Last summer, a useful paper from Brookings set out the raw numbers. The United States represents around one-quarter of global GDP, but the dollar makes up almost 60% of global currency reserves. 64% of global debt is denominated in dollars. 58% of international payments (excluding those crossing borders within Europe’s common currency area) are transacted in dollars. 54% of global trade is invoiced in dollar terms.
Until recently, much thinking on the reserve status of the dollar emphasised the benefits it provided to the United States. Broadly put, the reserve role of the dollar, it is often assumed, has lowered borrowing costs for both the American government and American consumers and firms as well as boosting their purchasing power internationally. What is more, the global role of the dollar has increased the effectiveness of American financial sanctions on geopolitical rivals.
Not every economist is convinced. As Brookings noted last summer:
The dollar’s dominance also has costs to the U.S. With a dominant dollar, according to economist Michael Pettis of the Carnegie Endowment for International Peace, “the United States must let capital flow freely across its borders and absorb the savings and demand imbalances of other countries—that is, it must run deficits to offset the others’ surpluses and allow them to convert their excess production and savings into U.S. assets by purchasing real estate, factories, stocks, or bonds.” These economic imbalances could increase American indebtedness, as excess savings flow to safe U.S. assets from abroad. Foreign demand for the dollar can also put upward pressure on the dollar’s exchange rate even at a time when economic conditions would otherwise be pushing the dollar’s exchange rate down.
Perhaps some thinkers around the Trump administration agree?
In recent weeks, there has been increased speculation amongst investors and commentators that the administration’s often seemingly chaotic international macro policy making is working towards what has been dubbed the Mar-a-Lago Accord. The idea, inspired by the Plaza Accord, would be for the United States to strike a deal with its major trading partners to weaken the value of the dollar and boost US competitiveness.
One needs to be careful here. Asset managers, like columnists, like to have a solid narrative to help understand the world. The cynical view is that the Miran paper is best seen as a form of job application rather than as a detailed guide to the new administration’s policy.
The paper sets out a mechanism to lower the value of the dollar whilst maintaining some of the benefits of its predominant position. Martin Wolf, writing in the Financial Times, explained it as follows:
The way to do so, suggests Miran, is to turn short-term borrowing into ultra-long-term borrowing, by “persuading” foreign holders to switch their holdings into perpetual dollar bonds.
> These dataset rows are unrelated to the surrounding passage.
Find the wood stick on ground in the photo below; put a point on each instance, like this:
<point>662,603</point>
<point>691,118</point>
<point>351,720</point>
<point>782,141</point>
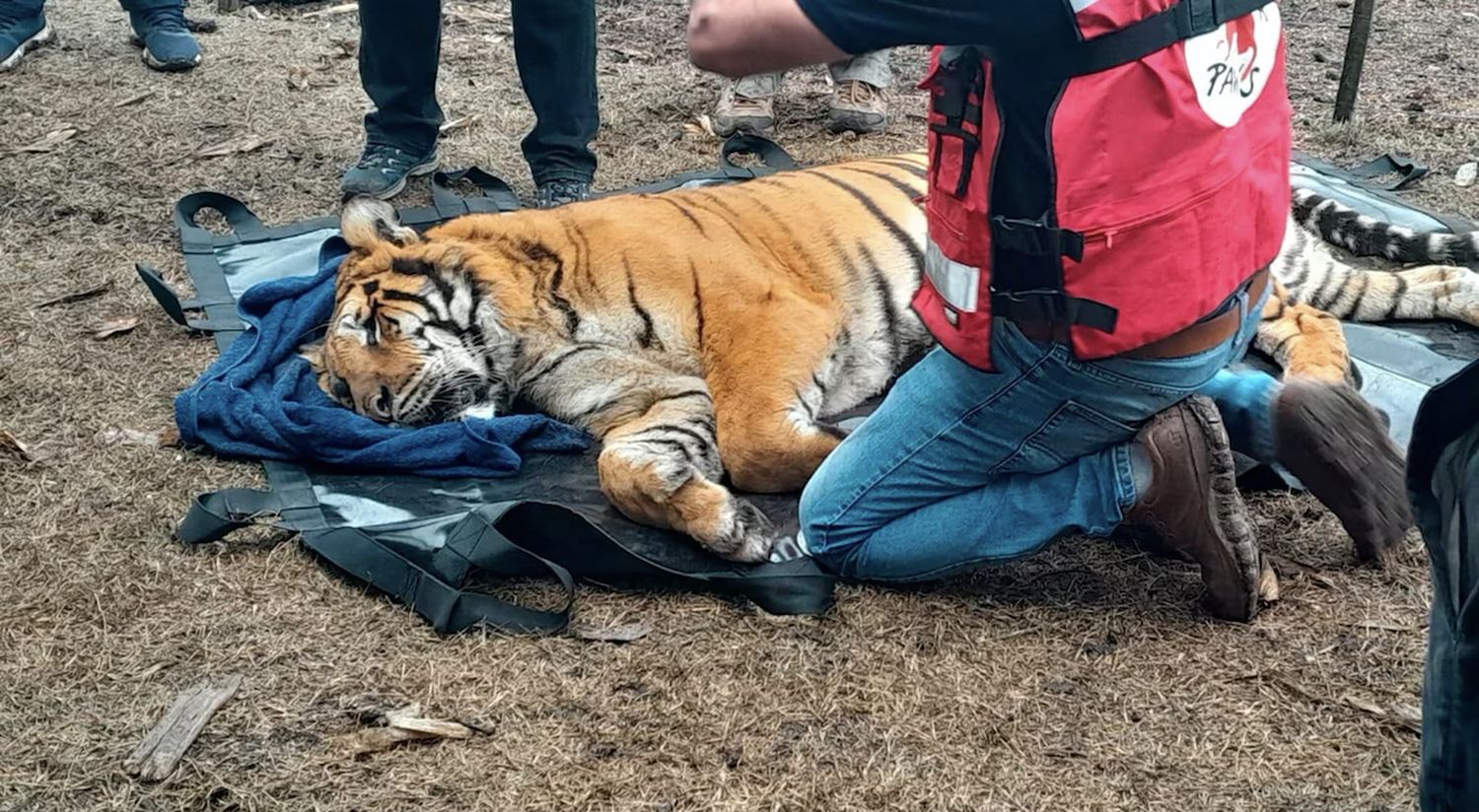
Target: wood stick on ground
<point>1355,59</point>
<point>162,750</point>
This would allow the US greater room to pursue its desired combination of loose fiscal and loose monetary policy.
The Miran paper – which advocates restructuring the US debt held by major foreign governments – may be being overanalyzed in a desperate search to find a pattern amongst the chaos. But given the attention it is receiving, it is worth thinking through whether the approach would work.
This week, the Clark Center’s Finance Experts Panel did just that.
The results of the first two questions were unsurprising. Weighted by confidence, 86% of respondents either strongly agreed or agreed that the dollar’s reserve status raised its value, whilst 84% either agreed or strongly agreed that policy interventions designed to discourage foreign central banks from holding dollars would substantially diminish that reserve status.
But on the question of the impact of diminishing reserve status, things were less clear cut. Asked whether “US-led policy interventions that led to a sustained weakening in the dollar would substantially damage the US government’s ability to finance its deficits”, 64% of respondents (again weighted by confidence) either agreed or strongly agreed, but 29% were uncertain.
In other words, the strong view of the experts was that the dollar’s reserve status has boosted its value. The panel also are reasonably sure that policy could, if it desired to, substantially weaken that status. But, although the consequences are less certain, the balance of probabilities suggests that such an action would make funding the government’s deficits trickier in the future.
Your columnist wrote a book on British economic history over the longer term. The lesson of Sterling’s long history is that being a global reserve asset does indeed pose some costs on an economy but that those are more than outweighed by the benefits. It’s easy to focus on the current costs, but if reserve status were to be lost, it would be the now-ended benefits that really grabbed attention.